You can always normalize pixel values by dividing the number by Screen.width or Screen.height where appropriate, eg:

Vector2 touchDelta = Input.GetTouch(0).deltaPosition;
if (touchDelta.x / Screen.width >= 0.25)
{
    //Swiped right more than a quarter of the screen
    Debug.Log ("Horizontal Swipe");
}
if (touchDelta.y / Screen.height >= 0.5)
{
    //Swiped up more than half the screen
    Debug.Log ("Vertical Swipe");
}

If device-by-device resolution on is important and you're developing for iOS only, the most specific device type information is available by requesting iPhoneSettings.generation. Be aware that if you take this approach, you'll need to continue updating your program as new devices/generations are released. You can also use Screen.width/height and divide it by the device's physical screen size (which you'd have to record in a constant each for iPhone and iPad), which historically changes with much less frequency.
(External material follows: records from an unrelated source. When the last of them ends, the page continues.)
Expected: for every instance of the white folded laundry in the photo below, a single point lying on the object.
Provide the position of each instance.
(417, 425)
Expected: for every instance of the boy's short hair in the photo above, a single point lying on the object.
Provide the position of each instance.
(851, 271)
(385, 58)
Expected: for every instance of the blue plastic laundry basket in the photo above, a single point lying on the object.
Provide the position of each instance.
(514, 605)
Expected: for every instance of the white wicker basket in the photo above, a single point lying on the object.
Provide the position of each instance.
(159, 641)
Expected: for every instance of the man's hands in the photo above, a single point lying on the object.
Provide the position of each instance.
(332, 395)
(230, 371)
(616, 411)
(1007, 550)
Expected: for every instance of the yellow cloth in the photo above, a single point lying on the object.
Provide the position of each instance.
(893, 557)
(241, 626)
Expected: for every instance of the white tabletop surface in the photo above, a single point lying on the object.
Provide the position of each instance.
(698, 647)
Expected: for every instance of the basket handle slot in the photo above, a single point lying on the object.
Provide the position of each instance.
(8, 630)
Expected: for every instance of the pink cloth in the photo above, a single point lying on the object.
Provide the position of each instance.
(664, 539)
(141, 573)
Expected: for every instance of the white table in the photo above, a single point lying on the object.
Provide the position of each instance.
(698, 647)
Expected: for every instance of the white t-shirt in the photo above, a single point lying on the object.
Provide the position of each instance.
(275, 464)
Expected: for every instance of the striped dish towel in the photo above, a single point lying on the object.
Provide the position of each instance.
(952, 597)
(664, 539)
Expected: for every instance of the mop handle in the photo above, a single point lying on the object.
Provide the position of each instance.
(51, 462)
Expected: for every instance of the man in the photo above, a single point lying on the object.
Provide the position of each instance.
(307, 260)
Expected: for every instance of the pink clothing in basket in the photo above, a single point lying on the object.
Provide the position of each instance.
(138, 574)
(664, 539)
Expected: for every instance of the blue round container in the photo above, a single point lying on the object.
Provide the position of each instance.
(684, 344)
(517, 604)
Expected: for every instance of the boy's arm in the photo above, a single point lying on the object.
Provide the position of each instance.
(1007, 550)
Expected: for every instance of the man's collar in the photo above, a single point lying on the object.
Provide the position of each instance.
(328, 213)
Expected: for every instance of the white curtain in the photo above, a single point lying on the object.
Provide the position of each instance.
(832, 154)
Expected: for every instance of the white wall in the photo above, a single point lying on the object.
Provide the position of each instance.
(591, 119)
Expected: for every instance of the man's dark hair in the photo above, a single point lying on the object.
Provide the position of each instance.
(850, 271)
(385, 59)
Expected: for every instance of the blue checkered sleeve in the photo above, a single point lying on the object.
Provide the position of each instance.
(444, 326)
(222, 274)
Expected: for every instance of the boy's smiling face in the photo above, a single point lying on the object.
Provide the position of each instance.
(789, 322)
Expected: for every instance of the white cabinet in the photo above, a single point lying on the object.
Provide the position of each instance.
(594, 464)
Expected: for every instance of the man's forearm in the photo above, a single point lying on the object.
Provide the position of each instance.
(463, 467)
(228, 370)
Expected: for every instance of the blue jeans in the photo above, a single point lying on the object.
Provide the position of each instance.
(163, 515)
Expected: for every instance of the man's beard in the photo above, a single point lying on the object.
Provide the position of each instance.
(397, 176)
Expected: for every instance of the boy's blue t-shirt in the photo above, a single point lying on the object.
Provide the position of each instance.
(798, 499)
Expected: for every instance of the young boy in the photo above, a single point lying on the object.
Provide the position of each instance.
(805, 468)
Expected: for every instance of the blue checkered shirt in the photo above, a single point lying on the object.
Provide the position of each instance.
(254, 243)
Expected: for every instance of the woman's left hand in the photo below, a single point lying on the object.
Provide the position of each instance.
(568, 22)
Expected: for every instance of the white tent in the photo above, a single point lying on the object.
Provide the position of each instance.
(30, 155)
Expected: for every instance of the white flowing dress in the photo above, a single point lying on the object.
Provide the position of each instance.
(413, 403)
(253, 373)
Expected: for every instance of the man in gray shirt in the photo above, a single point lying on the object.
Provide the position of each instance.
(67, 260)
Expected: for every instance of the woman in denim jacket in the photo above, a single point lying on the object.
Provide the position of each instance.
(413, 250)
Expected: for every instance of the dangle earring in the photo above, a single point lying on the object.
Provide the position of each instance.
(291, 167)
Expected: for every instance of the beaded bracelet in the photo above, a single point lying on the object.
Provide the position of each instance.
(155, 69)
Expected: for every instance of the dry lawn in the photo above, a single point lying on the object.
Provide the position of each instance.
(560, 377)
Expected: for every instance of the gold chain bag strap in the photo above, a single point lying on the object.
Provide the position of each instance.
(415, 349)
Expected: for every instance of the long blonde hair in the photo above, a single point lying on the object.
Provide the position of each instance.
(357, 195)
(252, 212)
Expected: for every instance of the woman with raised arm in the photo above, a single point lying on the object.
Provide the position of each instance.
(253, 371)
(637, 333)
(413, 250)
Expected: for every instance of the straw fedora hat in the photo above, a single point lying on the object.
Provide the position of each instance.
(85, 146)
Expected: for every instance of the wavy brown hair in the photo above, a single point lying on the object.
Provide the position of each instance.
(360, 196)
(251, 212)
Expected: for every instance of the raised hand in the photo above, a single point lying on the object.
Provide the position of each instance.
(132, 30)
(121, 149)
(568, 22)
As an example, let's say you made a game for a resolution of (400x200)

First, convert pixels to normalized screen units. This way, tapping the exact center of the screen would give you coordinates (0.5,0.5). To do this, just divide each component of deltaPosition by the resolution of the screen in that direction. Try this:

Touch touch = Input.GetTouch(0);
Vector2 newDeltaPosition = new Vector2(touch.deltaPosition.x / Screen.width, touch.deltaPosition.y / Screen.height);

Second, multiply it by your intended screen rez:

newDeltaPosition = new Vector2(newDeltaPosition.x * 400f, newDeltaPosition.y * 200f);

Hope it helps a bit...

As already stated herein, touch.deltaPosition is based on pixels, which denser screens have more of. So, you will need to factor deltaPosition per screen dimensions on X and Y. But it generally doesn’t have to be precise, just close. As such, I’ve had a lot of luck using futzy stuff like this:

function LateUpdate() {
adjustedDeltaX = (deltaX/Screen.width) * Time.deltaTime;
adjustedDeltaY = (deltaY/Screen.height) * Time.deltaTime;
}

Here, adjustedDeltaX and adjustedDeltaY will come out roughly the same pixel-to-physical distance swiped across all screen sizes.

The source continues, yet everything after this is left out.